Re: Gopher+ Considered Harmful

Tim Berners-Lee (timbl@www3.cern.ch)
Fri, 11 Dec 92 15:18:01 +0100


> And I still don't. I have the feeling that it would be much easier to
> adapt HTTP to other (non-TCP) transport protocols if the size of an
> entity is given separately rather than computed from the entity itself
> (after all this nonsense is only necessary because TCP doesn't have a
> way to distinguish EOF from a broken connection). As I understand it
> your main objection is that under my proposal you will have to
> construct the necessary headers in a buffer first. I don't believe
> that this is that much of a hassle in today's computers -- it
> shouldn't be more than a couple of kilobytes even in extreme cases,
> which is peanuts even for a standard PC.

It is not the space to buffer the stuff in the average case which is a problem.

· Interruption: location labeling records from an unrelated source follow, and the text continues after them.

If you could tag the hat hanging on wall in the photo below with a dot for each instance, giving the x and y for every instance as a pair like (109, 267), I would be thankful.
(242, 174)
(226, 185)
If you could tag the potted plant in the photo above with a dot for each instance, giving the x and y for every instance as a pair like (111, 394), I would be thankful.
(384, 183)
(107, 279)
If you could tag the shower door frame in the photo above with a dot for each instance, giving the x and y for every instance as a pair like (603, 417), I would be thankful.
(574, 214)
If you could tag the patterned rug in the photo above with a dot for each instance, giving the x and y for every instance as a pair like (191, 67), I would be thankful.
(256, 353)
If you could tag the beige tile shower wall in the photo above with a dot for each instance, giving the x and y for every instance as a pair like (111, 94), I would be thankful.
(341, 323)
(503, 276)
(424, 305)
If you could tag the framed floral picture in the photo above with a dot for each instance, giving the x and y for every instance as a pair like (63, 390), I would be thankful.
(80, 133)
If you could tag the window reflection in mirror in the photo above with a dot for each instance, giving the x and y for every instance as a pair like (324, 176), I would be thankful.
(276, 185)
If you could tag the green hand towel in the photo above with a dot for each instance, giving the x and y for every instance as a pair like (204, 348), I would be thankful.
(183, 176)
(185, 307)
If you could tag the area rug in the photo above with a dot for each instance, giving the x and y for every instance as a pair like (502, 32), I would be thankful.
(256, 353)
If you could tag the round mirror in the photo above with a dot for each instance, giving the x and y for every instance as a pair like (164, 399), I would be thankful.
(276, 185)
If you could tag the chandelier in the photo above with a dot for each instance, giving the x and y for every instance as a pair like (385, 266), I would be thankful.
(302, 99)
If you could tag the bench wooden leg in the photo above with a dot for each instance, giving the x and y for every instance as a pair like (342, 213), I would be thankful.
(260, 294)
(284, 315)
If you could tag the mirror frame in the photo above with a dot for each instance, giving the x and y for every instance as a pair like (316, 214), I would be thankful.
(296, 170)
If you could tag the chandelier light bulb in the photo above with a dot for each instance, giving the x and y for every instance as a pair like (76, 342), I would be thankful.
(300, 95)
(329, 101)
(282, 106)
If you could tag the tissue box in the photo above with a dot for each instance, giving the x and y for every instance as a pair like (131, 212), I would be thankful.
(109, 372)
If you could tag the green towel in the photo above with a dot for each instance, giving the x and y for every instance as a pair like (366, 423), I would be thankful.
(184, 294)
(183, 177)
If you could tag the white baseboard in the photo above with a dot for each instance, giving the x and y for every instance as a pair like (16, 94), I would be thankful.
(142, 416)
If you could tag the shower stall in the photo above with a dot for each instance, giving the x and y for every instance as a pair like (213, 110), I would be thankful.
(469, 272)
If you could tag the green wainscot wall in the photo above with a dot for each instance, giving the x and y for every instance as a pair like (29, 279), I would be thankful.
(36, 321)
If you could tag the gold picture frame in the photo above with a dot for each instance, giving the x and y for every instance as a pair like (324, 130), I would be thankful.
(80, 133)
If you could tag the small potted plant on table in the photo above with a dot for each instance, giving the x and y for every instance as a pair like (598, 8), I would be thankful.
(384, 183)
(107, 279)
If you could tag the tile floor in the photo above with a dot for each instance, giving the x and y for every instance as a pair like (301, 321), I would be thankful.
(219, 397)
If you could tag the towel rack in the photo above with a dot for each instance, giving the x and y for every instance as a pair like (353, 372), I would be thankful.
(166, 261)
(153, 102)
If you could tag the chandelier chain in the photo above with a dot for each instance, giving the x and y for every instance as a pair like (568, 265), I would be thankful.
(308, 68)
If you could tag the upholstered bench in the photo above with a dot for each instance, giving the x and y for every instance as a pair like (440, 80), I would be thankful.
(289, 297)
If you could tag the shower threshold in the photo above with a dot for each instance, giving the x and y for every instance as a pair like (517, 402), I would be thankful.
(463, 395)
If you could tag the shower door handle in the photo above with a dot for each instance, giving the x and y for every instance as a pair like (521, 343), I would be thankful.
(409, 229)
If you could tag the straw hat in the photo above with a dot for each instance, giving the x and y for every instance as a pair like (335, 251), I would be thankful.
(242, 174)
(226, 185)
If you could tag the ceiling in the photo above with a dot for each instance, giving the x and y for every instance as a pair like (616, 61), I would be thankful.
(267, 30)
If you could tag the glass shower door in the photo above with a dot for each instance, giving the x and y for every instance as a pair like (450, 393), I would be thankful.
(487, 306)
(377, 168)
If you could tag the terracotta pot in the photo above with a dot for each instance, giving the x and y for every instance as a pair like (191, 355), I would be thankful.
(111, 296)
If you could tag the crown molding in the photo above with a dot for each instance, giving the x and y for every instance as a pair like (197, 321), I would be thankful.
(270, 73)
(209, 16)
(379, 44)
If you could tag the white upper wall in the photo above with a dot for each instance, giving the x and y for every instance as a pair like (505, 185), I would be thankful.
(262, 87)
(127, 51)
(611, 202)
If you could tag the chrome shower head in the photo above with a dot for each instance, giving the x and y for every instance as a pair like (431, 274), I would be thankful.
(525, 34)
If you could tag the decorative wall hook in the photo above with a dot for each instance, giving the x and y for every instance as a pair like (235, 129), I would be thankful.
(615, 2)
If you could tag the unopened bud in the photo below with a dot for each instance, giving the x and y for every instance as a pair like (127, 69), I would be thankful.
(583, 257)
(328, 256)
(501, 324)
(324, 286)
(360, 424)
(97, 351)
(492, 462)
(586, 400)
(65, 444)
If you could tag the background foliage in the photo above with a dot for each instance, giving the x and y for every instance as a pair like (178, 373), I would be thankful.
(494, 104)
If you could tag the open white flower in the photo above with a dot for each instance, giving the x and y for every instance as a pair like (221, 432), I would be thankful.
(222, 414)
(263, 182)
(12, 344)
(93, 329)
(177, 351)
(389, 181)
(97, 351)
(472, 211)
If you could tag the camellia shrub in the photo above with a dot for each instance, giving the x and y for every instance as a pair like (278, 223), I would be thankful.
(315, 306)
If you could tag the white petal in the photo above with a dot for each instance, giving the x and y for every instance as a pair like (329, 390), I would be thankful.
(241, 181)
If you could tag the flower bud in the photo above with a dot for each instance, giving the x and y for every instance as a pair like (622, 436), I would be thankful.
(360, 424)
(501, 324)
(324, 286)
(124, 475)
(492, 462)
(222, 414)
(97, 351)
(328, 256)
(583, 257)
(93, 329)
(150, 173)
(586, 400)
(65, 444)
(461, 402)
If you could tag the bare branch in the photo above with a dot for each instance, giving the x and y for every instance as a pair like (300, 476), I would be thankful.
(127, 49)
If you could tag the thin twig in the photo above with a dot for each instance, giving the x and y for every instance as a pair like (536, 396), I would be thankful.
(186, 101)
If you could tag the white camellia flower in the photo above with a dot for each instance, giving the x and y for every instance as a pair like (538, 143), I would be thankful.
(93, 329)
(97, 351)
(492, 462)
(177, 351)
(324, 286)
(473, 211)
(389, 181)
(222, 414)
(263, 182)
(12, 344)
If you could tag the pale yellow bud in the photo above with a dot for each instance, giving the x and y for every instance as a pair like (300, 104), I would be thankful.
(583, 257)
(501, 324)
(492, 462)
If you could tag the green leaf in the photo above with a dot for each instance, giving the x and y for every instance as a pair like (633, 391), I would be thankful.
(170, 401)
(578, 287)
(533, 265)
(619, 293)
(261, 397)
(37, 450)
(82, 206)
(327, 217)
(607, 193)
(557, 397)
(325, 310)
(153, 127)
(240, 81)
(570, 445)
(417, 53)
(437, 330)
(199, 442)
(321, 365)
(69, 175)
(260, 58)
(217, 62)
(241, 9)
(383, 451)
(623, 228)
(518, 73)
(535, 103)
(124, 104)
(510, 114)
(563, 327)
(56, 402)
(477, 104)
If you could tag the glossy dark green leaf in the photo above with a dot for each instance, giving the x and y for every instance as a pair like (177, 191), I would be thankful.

There are extreme cases: Long documents which spew out of format converters
piped into other format converters. These things wouyld blow the memory of a
server which we never like to do.

There is the cumulative effect of response times. Curerntly, almost all the W3
code is pipelines, so the reponse (click mouse to first character on screen) is
a function of the round trip delays and any real retrieval time. The moment you
put a buffer in to count bytes, you have to wait for the first until the last
is available. In the (frequent) case of many stages being involved in a
pipeline the response time does not in fact increase much, you just get a lot
of CPU from processors on the pipe line. Once you buffer it up, you are using
CPU from one processor at a time. You can't start displaying it until you've
parsed it and you can't parse it until you've read it and you can't read it
until the server has counted it and he can't even start to count it until all
the real work has been finished.

You will notice the difference immediately.

Piping things until EOF is so much faster. Can TCP really not tell the
difference between a remote connection close, and a broken connection? :-((
(APIs apart)

> An issue on which I don't have a strong opinion is whether we should
> represent line separators as CRLF in the header -- anyone else?
>

If you are going to be telnet-style, then CRLF it has to be.
My comment in the proposed spec

http://info.cern.ch/hypertext/WWW/Protocols/HTTP/HTTP2.html

was "...In particular, lines should be regarded as terminated by the Line Feed,
and the preceeding Carriage Return character ignored." under a note on
"tolerance".

Tim